The majority of these issues are things I see in OCT entries and could be easily avoided and/or improved on. Please be aware that these are things I find issue in, and some points may be more subjective than others. For most points, I've explained why I think it's wrong, what can be done to fix it, and how it can be made to work well. Above all, think about how each element of your comic impacts the narrative and use them to achieve a purposeful effect.


Same-Size Panels

In comics, panel size equals panel time. If they're all the same size, it has an even rhythm and your eye glances from panel to panel at an even rate. It also ends up looking more like a storyboard. Changing it up alters the flow of time and the viewer's eye. Use small panels for quick action and large ones for when there's an image you really want your viewers to dwell on.
On the other hand, using a storyboard-esque layout can be a powerful way to control pacing, such as in Watchmen. Carefully consider what actions to show and how much space to devote to them, and don't be afraid to toss up the layout if need be.


Packed Panels

This is a very subjective one. It refers to comics that place many panels per row (say, 4, 5, or more), and rows are stacked horizontally, unlike a strip. I find it works fine in monochrome works, such as Lackadaisy Cats, but when in colour looks really crowded and cramped. Dresken Codak is a comic enjoyed by many of my friends, but I can't get into it because I actually find the packed layouts disturbing. Still, I can appreciate the artist's very useful words on advanced layouts.


Uneven Panels

Especially when it comes to the outside borders of the panel group (which should all be in the live area if you're doing a conventional page-by-page comic), the panels edges should line up. It'll keep them looking neat and tidy, otherwise it might seem like you've just pasted panels in willy-nilly. It is common to have panels extend beyond the live area, but it's generally done by bringing the edges out to a consistent measurement or right to the bleed.
Unevenness is easier to get away with if you use hand drawn panels, but you still gotta watch that they look neat. Of, if they're wild, make sure it's for a wild scene.
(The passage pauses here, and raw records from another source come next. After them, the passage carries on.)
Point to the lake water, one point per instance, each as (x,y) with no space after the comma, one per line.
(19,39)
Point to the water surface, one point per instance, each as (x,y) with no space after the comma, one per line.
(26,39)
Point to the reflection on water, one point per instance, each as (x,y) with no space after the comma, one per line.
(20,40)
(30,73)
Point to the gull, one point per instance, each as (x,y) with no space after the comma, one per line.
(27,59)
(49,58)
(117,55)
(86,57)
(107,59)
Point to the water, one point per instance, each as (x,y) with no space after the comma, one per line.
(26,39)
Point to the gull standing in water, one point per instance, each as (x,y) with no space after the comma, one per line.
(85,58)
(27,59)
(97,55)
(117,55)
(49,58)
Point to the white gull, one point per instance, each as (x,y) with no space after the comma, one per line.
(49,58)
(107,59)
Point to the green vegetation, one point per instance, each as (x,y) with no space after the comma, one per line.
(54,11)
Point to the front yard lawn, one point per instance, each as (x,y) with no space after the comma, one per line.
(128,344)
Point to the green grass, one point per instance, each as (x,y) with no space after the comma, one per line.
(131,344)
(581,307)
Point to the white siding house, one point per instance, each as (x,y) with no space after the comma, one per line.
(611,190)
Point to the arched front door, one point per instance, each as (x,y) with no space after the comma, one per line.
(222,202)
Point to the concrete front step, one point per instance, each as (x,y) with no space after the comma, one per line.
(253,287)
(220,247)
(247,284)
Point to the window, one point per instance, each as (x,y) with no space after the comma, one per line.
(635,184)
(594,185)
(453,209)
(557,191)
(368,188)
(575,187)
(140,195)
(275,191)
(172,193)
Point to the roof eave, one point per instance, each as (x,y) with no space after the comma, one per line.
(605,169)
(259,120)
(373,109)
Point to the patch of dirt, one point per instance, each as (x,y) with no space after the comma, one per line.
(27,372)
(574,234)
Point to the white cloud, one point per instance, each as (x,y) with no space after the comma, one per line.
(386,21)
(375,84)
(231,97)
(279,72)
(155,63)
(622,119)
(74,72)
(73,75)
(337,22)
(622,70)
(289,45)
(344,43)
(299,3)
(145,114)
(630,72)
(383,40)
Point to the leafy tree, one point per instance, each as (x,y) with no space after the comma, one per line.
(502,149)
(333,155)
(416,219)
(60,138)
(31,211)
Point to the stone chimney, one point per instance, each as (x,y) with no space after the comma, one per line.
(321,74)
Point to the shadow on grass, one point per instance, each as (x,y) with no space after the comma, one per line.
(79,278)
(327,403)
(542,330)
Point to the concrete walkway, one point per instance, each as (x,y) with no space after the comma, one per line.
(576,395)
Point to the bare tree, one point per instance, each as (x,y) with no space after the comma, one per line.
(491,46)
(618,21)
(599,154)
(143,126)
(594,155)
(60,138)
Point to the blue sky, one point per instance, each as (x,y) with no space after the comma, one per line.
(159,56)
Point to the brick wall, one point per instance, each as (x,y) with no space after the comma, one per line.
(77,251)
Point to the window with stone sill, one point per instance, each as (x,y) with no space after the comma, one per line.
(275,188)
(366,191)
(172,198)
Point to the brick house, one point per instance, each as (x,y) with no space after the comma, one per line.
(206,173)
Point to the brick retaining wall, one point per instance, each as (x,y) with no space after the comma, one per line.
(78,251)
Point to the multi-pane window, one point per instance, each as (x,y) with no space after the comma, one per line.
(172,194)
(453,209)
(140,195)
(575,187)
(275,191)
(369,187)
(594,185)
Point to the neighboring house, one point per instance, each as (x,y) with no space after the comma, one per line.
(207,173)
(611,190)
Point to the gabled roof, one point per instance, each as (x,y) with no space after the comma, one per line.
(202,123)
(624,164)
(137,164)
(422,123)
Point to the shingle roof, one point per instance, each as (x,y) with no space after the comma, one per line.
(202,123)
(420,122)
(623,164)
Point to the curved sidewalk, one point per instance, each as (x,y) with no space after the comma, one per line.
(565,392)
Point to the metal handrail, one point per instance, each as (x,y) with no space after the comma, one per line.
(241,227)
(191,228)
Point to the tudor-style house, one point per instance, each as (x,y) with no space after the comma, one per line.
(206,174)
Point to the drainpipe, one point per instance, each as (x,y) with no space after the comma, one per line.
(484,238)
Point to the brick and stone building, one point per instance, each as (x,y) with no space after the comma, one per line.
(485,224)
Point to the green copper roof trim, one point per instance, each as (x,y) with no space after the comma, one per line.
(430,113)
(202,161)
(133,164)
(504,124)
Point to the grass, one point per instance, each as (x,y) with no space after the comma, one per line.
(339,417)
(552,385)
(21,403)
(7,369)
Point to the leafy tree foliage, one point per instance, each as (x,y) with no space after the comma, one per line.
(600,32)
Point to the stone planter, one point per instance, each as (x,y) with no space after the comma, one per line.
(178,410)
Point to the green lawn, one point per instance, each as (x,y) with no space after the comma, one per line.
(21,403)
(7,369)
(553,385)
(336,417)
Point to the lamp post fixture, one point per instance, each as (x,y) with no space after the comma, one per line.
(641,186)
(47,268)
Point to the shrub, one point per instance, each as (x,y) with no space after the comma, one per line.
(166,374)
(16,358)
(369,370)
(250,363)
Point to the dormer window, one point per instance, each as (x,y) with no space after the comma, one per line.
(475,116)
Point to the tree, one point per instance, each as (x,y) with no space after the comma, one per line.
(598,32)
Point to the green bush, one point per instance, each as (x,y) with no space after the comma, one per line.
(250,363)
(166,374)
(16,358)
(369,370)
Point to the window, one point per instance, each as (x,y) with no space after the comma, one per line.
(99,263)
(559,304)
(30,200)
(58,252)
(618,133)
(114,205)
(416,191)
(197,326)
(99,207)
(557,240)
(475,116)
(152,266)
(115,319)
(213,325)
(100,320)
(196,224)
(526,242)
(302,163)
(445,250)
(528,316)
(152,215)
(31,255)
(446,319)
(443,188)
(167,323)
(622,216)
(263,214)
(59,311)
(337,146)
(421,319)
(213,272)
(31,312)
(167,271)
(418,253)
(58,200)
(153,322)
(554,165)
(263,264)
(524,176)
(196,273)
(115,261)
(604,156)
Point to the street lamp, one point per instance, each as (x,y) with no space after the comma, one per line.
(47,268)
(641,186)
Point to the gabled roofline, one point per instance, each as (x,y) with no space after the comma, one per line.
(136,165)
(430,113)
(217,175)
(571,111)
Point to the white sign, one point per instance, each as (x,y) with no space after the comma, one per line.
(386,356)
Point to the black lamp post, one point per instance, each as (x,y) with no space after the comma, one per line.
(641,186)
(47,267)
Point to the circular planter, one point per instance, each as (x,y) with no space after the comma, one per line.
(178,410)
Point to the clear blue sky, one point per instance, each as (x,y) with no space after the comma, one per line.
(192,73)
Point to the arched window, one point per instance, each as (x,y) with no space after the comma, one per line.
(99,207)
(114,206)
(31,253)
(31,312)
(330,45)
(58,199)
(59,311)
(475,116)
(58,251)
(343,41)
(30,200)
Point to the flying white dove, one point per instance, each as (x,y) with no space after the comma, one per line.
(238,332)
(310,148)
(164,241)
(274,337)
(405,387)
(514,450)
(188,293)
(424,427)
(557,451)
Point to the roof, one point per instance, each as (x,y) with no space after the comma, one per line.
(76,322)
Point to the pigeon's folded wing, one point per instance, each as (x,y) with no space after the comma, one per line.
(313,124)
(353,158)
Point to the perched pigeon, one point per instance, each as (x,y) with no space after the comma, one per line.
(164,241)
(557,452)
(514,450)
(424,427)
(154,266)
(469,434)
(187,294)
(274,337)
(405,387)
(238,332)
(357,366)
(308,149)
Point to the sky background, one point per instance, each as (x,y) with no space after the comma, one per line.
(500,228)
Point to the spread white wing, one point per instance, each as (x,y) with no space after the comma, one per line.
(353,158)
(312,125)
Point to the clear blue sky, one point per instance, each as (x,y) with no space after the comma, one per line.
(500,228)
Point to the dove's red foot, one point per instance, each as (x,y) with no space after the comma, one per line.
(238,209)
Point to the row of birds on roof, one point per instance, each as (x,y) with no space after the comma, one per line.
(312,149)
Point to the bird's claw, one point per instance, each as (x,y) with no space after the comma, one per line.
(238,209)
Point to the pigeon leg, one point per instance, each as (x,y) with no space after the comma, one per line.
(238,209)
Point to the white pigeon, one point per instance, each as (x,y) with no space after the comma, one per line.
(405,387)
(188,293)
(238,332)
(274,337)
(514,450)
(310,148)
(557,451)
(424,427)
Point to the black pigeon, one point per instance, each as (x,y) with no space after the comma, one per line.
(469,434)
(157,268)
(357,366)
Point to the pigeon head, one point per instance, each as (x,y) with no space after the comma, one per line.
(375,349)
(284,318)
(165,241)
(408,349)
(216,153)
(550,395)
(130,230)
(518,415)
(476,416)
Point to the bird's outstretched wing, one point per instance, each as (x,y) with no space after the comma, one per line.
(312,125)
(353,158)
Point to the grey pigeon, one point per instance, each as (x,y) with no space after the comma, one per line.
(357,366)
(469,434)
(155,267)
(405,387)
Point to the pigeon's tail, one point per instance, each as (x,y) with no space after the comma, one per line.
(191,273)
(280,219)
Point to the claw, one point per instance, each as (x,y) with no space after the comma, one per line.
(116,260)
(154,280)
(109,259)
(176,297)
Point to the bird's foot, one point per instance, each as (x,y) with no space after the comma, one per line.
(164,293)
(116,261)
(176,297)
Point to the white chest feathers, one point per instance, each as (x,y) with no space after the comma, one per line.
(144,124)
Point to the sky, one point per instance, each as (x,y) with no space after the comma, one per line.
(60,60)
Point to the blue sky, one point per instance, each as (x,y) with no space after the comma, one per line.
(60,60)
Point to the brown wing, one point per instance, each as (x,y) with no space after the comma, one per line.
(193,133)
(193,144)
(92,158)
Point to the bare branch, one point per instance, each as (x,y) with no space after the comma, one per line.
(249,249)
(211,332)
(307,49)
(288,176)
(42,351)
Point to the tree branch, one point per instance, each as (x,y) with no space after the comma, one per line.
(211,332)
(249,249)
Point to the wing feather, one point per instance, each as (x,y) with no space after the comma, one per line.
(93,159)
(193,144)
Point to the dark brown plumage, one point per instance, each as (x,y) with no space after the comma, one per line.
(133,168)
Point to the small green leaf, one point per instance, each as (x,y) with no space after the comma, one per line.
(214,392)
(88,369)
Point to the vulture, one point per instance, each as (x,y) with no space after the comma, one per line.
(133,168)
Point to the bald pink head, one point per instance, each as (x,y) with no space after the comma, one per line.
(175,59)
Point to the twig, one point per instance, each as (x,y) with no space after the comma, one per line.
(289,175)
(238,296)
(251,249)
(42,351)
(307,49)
Art & Panel Style Discrepancies

Unless your art style consists of chicken scratches, your panel border style shouldn't be chicken scratches, either. Same goes for the straightness/smoothness of the edges, they should match the qualities of your style. So, an art style that's very bouncy, energetic, and uses clean lines won't go well with edges that are pinched in (this fits), but are a mess of many marks. If all else fails, use a ruler with the most common drawing tool used.
Hanna Is Not A Boys' Name and Ratfit are good examples of having the panel edges match the style.


Mile Wide Gutters

Guters are the spaces between panels. If you make them too large, they needlessly inflate the size of your comic and overwhelm the content of the panels. It's also a sign of poor planning, as it looks like the panels were made independent of each other and pasted together without much consideration. Panels should fit like a puzzle, not like pictures floating in space.
Mile-wide gutters might work if you want to create a scene that's loose and disjointed, like a dream. Or, to signify a large gap in time between panels.


Non Gutters

Mile Wide Gutter's polar opposite, but still almost as bad. Also possibly a result of over-correcting Art & Panel Style Discrepancies. Non-Gutters occur when panels touch each other and are separated the same way everything else is drawn. This makes panels hard to distinguish, and panels may be inferred where they shouldn't be if any verticals or horizontals are present.
Non-Gutters work well with simple styles that leave a lot of negative space around the characters and other objects.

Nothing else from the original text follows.